A razão foi muito simples: “Pela sustentabilidade e o uso da energia. Evitamos ter que trazer o trigo de lugares distantes porque isso encarece o produto e prejudica o meio ambiente”, explica o porta-voz da Barilla, Luca Di Leo.
E prossegue, afirmando que o uso da matéria-prima italiana traz mais benefícios. “Acho que ter algo feito aqui representa aquele ‘algo a mais’, principalmente na Itália. Em parte por motivos patriotas, especialmente em uma época de economia fragilizada, com gente perdendo o emprego, é muito bom poder dizer que produzimos macarrão somente com o trigo duro local, ajudando nossos agricultores.”
A iniciativa parece estar se beneficiando do movimento locávoro, que de uns anos para cá vem se mostrando mais vibrante do que nunca, graças, em parte, ao lema “Km 0”, abreviação de zero quilômetro.

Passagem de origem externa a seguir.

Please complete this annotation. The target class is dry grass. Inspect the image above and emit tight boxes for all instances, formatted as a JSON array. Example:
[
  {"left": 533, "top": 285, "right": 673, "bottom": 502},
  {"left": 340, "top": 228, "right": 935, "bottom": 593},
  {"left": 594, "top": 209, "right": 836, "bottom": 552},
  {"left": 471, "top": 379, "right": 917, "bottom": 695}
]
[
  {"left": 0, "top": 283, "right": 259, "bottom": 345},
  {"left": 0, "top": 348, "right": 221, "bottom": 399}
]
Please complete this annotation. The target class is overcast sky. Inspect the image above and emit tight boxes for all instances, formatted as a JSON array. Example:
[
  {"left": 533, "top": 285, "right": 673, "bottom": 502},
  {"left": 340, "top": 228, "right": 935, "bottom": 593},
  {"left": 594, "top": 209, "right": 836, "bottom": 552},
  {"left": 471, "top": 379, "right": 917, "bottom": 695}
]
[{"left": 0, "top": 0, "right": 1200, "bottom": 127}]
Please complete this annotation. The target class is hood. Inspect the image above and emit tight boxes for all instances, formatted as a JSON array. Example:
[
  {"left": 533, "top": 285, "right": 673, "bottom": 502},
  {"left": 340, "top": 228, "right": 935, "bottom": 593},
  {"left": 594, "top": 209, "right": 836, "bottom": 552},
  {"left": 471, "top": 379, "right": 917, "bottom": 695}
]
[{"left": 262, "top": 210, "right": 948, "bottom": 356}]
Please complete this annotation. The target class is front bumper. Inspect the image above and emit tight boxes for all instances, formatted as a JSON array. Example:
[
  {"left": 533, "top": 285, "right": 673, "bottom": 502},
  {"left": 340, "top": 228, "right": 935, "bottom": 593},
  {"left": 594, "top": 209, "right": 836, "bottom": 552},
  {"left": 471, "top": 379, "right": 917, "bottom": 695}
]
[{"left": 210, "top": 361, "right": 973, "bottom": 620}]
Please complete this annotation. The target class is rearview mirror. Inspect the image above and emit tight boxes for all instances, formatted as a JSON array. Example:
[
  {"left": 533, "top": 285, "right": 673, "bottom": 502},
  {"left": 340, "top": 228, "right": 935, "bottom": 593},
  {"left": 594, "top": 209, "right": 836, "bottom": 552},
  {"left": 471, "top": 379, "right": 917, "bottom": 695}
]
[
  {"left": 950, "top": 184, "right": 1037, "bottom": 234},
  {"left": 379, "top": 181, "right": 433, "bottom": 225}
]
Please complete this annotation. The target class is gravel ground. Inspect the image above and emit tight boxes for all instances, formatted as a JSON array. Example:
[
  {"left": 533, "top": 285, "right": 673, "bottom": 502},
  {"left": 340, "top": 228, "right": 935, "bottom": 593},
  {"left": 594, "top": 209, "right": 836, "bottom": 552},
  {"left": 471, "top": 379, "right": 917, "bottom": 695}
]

E uma lei futura pode beneficiar ainda mais essas massas: no primeiro semestre do ano, a Comissão Europeia deve começar a exigir que as embalagens dos alimentos mostrem a origem do ingrediente principal, se este for diferente do país em que o produto foi feito.
Serviço
As massas produzidas somente com trigo italiano podem ser encontradas em lojas especializadas (nos EUA): a da Felicetti Monograno pode ser adquirida no eataly.com e na Rainbow Grocery, em São Francisco; em Nova York, o PrimoGrano da Rustichella d’Abruzzo está à venda nas lojas Dean & DeLuca e o macarrão da Mancini, na Il Buco Alimentari e Vineria.